Se regarder dans un miroir pour aussi y discerner ce double que l’on n’est pas. Black Mamba navigue entre plusieurs eaux et niveaux d’illusion, se joue des attentes et transporte la lutte pour le droit des femmes sur des terrains assez inattendus. Quand elle se voit dans un miroir, Sarra a le visage tuméfié, couvert de blessures. Femme battue, penserait-on d’emblée. Mais, heureusement pour le-la spectateur-trice qui sait que ce sujet a déjà été traité abondamment, la réalisatrice Amel Guellaty, après avoir suggéré l’idée, bifurque à 180 degrés. Non, pas une femme battue. Non, il ne s’agira pas de voir une énième fois la femme en position de faiblesse. C’est ici une femme qui, à l’abri des regards, participe à des matchs de boxe, qui donne des coups autant qu’elle en reçoit. L’enjeu n’est pas non plus de déclarer que la violence envers les femmes n’existe pas. Elle va en effet bientôt se marier, selon la tradition familiale. Tout le dilemme sera plutôt de choisir une vie d’épouse et d’abandonner sa carrière pour s’occuper de ses futurs enfants et de son mari, ou de jeter la tradition aux orties et de vivre sa vie comme elle l’entend. Sans dévoiler la fin du court-métrage, ni même trop de son contenu, c’est un film incontestablement maîtrisé qui fait plaisir pour son audace.

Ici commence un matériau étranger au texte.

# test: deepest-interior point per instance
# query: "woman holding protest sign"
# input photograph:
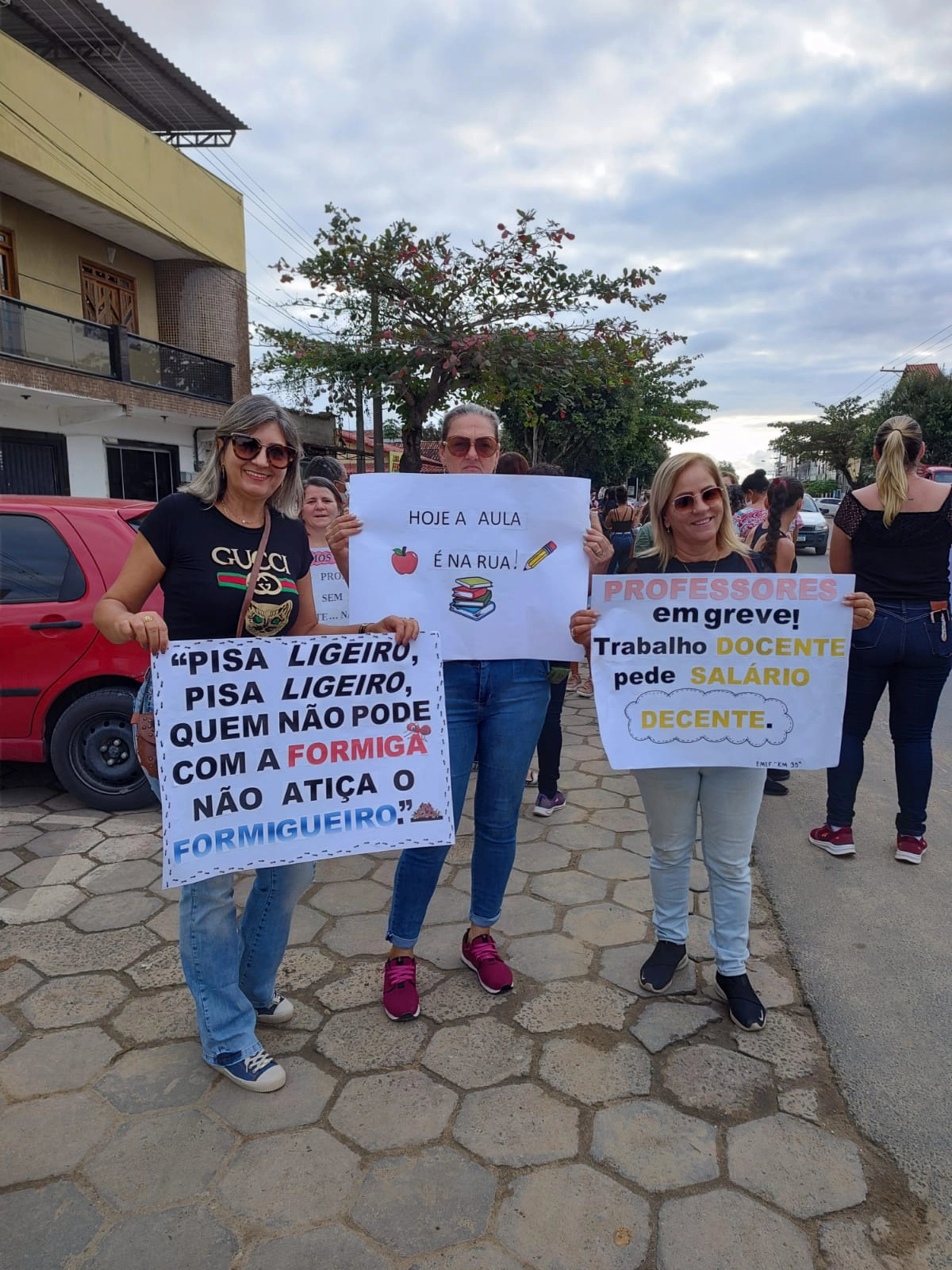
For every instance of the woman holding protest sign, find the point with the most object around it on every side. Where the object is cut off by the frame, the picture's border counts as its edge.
(232, 556)
(693, 533)
(494, 714)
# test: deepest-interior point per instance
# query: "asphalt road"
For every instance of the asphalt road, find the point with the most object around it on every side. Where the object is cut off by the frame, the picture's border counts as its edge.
(873, 941)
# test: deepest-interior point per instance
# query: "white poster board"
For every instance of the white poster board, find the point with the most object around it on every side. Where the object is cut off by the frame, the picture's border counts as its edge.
(495, 564)
(733, 671)
(273, 751)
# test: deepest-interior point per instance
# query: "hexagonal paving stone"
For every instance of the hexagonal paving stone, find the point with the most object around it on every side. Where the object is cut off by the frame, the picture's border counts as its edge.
(44, 1227)
(549, 956)
(397, 1109)
(613, 863)
(605, 925)
(60, 1060)
(38, 905)
(566, 1217)
(419, 1203)
(332, 1246)
(156, 1159)
(710, 1079)
(74, 1000)
(797, 1166)
(175, 1240)
(274, 1180)
(480, 1053)
(594, 1075)
(302, 1100)
(729, 1222)
(655, 1146)
(570, 1005)
(662, 1022)
(42, 1147)
(359, 1041)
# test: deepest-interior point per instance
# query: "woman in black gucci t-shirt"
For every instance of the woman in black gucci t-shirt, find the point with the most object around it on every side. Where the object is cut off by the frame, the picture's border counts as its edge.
(201, 545)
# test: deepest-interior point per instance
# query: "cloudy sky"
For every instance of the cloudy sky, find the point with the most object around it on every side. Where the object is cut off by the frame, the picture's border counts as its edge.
(787, 164)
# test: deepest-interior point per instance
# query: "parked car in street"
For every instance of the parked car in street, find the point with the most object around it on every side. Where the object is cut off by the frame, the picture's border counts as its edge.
(67, 692)
(814, 533)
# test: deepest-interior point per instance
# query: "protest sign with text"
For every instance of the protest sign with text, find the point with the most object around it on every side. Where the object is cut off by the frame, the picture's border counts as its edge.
(273, 751)
(731, 671)
(495, 565)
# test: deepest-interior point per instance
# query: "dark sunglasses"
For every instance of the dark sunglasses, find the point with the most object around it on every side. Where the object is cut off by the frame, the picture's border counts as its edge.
(685, 502)
(249, 448)
(460, 446)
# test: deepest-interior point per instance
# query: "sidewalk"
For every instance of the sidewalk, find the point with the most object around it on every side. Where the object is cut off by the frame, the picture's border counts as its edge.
(568, 1126)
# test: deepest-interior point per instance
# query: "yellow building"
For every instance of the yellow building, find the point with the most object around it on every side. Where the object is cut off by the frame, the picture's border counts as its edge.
(124, 309)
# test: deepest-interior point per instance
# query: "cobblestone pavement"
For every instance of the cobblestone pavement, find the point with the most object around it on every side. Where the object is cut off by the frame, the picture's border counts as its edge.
(571, 1124)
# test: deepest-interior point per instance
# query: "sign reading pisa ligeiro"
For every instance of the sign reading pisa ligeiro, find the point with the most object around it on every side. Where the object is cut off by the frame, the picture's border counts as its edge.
(274, 751)
(731, 671)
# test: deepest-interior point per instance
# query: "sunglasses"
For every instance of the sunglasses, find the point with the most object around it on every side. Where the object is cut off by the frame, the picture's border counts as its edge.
(685, 502)
(249, 448)
(460, 446)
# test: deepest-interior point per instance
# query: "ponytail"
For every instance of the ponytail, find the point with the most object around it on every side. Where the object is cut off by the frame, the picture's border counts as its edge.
(899, 442)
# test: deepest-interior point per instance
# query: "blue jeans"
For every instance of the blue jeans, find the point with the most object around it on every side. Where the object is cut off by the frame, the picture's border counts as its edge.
(494, 714)
(903, 649)
(230, 967)
(729, 799)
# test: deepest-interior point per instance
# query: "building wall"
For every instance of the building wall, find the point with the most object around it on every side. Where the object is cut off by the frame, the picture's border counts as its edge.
(71, 137)
(48, 252)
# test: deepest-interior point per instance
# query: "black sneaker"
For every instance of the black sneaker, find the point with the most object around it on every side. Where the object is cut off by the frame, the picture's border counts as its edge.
(664, 963)
(744, 1006)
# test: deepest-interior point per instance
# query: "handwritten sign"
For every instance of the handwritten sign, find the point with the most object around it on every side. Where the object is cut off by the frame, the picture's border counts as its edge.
(731, 671)
(494, 564)
(273, 751)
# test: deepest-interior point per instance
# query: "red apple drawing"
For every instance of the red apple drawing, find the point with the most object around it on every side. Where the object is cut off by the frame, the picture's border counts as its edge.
(404, 560)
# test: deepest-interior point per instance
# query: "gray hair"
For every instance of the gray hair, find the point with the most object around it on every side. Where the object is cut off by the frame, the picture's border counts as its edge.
(247, 416)
(457, 412)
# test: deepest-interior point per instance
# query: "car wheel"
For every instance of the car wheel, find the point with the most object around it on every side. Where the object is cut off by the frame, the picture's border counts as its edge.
(93, 752)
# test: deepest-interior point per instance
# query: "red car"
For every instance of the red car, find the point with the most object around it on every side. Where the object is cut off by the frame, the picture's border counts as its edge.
(67, 692)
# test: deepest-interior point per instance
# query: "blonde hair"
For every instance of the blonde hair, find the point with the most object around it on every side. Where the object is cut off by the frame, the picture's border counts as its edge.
(899, 442)
(247, 416)
(662, 487)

D’audace, Awel Ayta en fait également preuve. Ovni dans cette sélection riche en surprises, il se déroule à la façon d’une comédie musicale et se rapproche, par son déroulement en plan-séquence, du lip dub . Néanmoins, contrairement au lip dub , tous les morceaux sont inédits, écrits et composés pour l’occasion par le collectif Alamoriska. Également, les ambitions vont bien au-delà de ce phénomène éphémère de la fin des années 2000. Cette longue promenade à travers différents environnements urbains est l’occasion de laisser s’exprimer la jeunesse algérienne dans un pays qui leur accorde trop peu d’avenir.

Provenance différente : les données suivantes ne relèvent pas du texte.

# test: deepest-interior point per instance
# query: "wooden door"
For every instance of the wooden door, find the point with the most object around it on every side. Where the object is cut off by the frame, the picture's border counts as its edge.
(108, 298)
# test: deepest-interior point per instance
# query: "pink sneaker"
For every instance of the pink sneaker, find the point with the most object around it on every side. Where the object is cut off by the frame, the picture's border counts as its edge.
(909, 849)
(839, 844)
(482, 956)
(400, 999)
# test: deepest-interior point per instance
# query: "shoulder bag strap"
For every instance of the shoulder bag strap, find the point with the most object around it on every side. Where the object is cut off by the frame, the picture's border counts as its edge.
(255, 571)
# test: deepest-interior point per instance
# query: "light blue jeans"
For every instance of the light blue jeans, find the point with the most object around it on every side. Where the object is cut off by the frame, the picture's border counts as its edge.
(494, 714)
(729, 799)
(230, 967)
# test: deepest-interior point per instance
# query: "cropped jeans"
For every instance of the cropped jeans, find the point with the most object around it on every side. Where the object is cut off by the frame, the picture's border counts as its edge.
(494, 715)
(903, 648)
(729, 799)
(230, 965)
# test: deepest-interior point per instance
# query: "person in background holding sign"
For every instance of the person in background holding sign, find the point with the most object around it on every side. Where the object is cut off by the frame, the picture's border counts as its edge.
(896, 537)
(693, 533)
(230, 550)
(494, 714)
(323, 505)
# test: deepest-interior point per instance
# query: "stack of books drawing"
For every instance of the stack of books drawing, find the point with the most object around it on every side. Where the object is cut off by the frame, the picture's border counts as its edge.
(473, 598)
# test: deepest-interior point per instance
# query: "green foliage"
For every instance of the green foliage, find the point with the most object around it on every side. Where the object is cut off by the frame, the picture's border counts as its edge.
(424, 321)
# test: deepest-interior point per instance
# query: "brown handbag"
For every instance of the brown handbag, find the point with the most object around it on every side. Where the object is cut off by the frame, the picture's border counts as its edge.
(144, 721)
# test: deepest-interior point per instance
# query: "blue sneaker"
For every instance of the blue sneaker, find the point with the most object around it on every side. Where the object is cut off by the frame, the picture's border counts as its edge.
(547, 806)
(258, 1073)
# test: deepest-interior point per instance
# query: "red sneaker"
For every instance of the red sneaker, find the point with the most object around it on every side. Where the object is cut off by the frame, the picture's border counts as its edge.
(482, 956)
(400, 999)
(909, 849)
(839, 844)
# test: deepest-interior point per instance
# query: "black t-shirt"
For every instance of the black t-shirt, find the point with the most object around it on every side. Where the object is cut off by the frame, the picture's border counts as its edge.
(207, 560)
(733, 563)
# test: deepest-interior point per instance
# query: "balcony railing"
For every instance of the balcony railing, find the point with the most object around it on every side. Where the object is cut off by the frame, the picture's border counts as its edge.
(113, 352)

Mis en scène de façon très intelligente, Awel Ayta ne se contente pas de récolter des témoignages chantés, mais y instille du fantastique, à travers cinq spectres, dernières traces vindicatives d’âmes d’Algériens présentés comme victimes d’un pays qui prend l’eau. Mais, que ce soit réaliste, fantastique, onirique, ou quoi que ce soit d’autre, l’objectif derrière ces images, derrière ces chansons, cette musique, est le même. Il s’agit de témoigner de la vitalité d’une jeunesse qui aspire toujours au changement, prête à militer pour ses propres droits. Elle ne souhaite pas finir engloutie dans la nostalgie de ce qu’elle ne rattrapera jamais, mais pouvoir se réaliser malgré les limites de la situation dans laquelle elle est ancrée. Ce n’est pas que de l’idéalisme, même si une petite dose d’utopie n’est jamais à exclure, mais le cri d’une génération qui a les pieds sur terre et est consciente d’elle-même. Awel Ayta appartient donc aux histoires qui méritent d’être racontées, et surtout entendues. Elle ne concerne pas seulement la jeunesse algérienne, mais est susceptible de toucher celles de nombreux pays confrontés à des situations semblables. C’est un message universel. La      quête de sa propre existence signifie assumer le passé être passé sans oublier ( Bablinga ), assumer les ambiguïtés liées à sa propre identité ( Le corps poreux ), regarder en face cet autre soi que la société cherche à imposer par ses traditions et normes ( Black Mamba ), mais surtout assumer cette vie présente, malgré les turpitudes, continuer à rester unis, malgré les dissensions ( Awel Ayta ).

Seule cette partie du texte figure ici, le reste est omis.